Ajuda federal deu fôlego

Outro recurso que serviu para manter as contas em dia foi a ajuda do governo aos entes federados. A sanção presidencial foi publicada no dia 28 de maio no Diário Oficial da União (DOU) e representou um socorro de R $ 60,15 bilhões para estados e municípios de todo o País.  

O socorro federal é dividido entre o custeio da administração e valores médicos ao combate à pandemia. O Estado normalizado, sem total, R $ 1,16 bilhão dividido em repasses programados para os dias 9 de junho, 13 de julho, 12 de agosto e 11 de setembro.  

Os cofres estaduais recebidos R $ 702 milhões e outros R $ 461 milhões foram facultadas às 79 prefeituras. Campo Grande conhecida R $ 148,5 milhões do rateio por ter o maior número de habitantes.

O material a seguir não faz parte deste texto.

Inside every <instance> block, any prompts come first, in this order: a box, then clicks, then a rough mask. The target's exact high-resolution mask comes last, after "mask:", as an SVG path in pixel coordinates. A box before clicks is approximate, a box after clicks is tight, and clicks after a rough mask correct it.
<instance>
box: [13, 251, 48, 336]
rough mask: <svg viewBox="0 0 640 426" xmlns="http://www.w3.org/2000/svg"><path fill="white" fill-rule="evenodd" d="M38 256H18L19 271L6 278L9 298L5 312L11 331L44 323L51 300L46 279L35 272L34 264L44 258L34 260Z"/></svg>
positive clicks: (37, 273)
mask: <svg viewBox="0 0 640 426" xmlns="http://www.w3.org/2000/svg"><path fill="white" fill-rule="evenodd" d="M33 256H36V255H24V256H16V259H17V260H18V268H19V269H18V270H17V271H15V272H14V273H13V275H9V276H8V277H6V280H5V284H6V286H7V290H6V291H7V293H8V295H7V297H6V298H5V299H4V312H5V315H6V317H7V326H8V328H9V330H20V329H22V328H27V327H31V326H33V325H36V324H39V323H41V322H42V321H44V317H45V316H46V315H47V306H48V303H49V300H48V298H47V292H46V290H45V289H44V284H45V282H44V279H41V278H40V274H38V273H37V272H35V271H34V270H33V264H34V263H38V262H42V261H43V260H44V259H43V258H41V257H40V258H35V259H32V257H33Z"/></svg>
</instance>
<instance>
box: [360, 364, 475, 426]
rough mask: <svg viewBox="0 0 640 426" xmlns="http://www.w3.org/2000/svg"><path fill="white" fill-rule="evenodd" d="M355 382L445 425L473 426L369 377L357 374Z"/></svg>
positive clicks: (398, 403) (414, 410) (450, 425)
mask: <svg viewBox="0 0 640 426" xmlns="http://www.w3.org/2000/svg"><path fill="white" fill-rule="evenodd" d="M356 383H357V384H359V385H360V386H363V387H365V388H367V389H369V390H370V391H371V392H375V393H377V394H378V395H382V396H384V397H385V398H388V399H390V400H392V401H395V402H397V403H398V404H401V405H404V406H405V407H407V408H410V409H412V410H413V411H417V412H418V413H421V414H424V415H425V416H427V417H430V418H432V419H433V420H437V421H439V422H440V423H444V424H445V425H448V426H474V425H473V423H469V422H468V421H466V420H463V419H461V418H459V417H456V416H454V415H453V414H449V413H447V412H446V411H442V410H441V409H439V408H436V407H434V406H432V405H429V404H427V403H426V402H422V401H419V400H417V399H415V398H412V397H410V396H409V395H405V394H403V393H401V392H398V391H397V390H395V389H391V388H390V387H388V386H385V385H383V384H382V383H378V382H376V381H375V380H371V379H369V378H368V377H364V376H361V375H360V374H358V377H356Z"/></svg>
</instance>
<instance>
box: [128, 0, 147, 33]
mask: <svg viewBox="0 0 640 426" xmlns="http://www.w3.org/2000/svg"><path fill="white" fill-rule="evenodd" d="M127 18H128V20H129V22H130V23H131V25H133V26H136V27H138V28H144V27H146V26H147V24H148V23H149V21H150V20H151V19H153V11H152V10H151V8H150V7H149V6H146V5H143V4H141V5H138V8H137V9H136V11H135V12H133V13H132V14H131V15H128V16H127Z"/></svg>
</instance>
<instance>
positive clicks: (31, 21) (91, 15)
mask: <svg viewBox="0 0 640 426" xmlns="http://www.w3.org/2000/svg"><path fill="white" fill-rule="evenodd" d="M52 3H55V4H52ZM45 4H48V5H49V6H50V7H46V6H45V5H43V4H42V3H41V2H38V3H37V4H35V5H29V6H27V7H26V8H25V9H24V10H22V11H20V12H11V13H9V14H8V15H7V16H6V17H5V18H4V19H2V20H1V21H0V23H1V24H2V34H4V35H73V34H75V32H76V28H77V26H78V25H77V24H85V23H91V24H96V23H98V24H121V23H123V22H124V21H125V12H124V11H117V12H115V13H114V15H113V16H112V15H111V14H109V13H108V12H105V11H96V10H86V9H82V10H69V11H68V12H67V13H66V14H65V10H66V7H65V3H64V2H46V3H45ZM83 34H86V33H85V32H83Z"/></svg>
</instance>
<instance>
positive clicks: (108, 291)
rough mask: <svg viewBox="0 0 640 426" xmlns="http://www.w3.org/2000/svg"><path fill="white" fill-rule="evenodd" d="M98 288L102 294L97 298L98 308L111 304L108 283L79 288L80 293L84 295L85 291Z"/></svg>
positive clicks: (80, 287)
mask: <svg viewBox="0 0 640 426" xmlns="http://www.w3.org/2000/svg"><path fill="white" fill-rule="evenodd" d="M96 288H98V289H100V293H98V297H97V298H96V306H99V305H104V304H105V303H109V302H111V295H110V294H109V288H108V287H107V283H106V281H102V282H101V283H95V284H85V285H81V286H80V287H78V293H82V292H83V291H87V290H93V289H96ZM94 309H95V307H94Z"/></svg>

Renegociação de dívidas ampliou receitas

Ainda entram nas contas a redução da inadimplência com o fisco, tanto estadual quanto municipal. Ambas as administrações recuperaram débitos com programas de regularização tributária, conhecido como Refis.  

O Refis do ICMS, do governo estadual, arrecadou R $ 225 milhões até o mês passado, com estimativa de chegar a R $ 265 milhões até o fim do prazo. A edição teve início em dezembro de 2019 e foi prorrogada até 30 de setembro de 2020.  

Já o Refis 100% Saúde, realizado pela prefeitura da Capital, entre 1 ° de junho e 15 de setembro, recuperou R $ 83 milhões em débitos tributários.